Are History and Astronomy Incompatible?
Astronomy vs. History by Anatoly Fomenko 3,958 views
September 5, 2015
History: Fiction or Science? is a most unusual book series, one that undermines the very foundations of History. According to the author and his team of researchers, History as it has been taught in Europe ever since the Renaissance is fundamentally false, verified history beginning around 1250 A.D. the earliest. Jesus Christ was born in 1152 and crucified in 1185, the First Crusade being an immediate reaction to his Crucifixion. Homer identifies as an anonymous poet of the second half of XIII century A.D., and the event led to the creation of the Iliad had been the fall of the Latin Empire of Constantinople in 1261 A.D. The list goes on and on.

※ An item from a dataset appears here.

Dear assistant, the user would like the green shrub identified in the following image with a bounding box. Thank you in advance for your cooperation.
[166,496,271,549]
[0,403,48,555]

Historians generally oppose the author’s views without making much commentary. The author is not a historian, period. He is only a leading differential geometrician (mathematician), successful and respected. A. T. Fomenko is also a corresponding member of the Russian Academy of Sciences; his main argumentation is of a statistical and astronomical nature. I happen to be a physicist myself, and not a historian. However, astronomy and differential geometry are known to me well from the area of general relativity, and I cannot recommend this book enough, since its author approaches History, usually a highly emotional discipline ascribed to the field of humanities, armed with impartial mathematics.
History is collective memory; yet, even our own memory errs at times, and no real memory extends beyond three generations. There are written sources, but each one of those might easily prove a forgery. There are material remnants of archaeological nature, but they may be misinterpreted.
Astronomy is precise by definition, and a historical dating that can be calculated from information about eclipses should satisfy any researcher. Yet, the XIX century astronomers did not use the lunar tidal friction term in the equations of lunar motion, which would make ancient lunar eclipses appear several hours off the mark and relocate several total eclipses of the sun geographically (assuming tidal friction has remained the same all the time, but there is no reason to believe it hasn’t). How could XIX century calculations have conformed to consensual history?
I must say that a methodical recalculation of ancient eclipse datings shall invariably bring surprises; in the unlikely case these datings are correct, we shall prove the existence of erratic changes in telluric rotation over the last 4,000 years instead. Both possibilities are highly alarming.
Fomenko demonstrates the incompatibility between consensual history and modern astronomy. This incompatibility is a sad fact. (He exposes a number of other contentious issues as well, but those do not fall into my professional scope.) Which is more reliable – history or hard-boiled scientific facts? Science cannot afford subjectivity; most of us would feel the same way about history as well.
Chronological problems are very serious indeed; Fomenko offers a viable solution to most of them, and a radical one at that – a “Copernican revolution” of history, no less. I am not using the term to predict the final and total victory of his version; that is a matter for a multitude of scientific and scholarly discussions to come. But the contradiction between history and astronomy that becomes graver with the day cannot and must not be tolerated, in the best interests of both history and the theory of telluric rotation.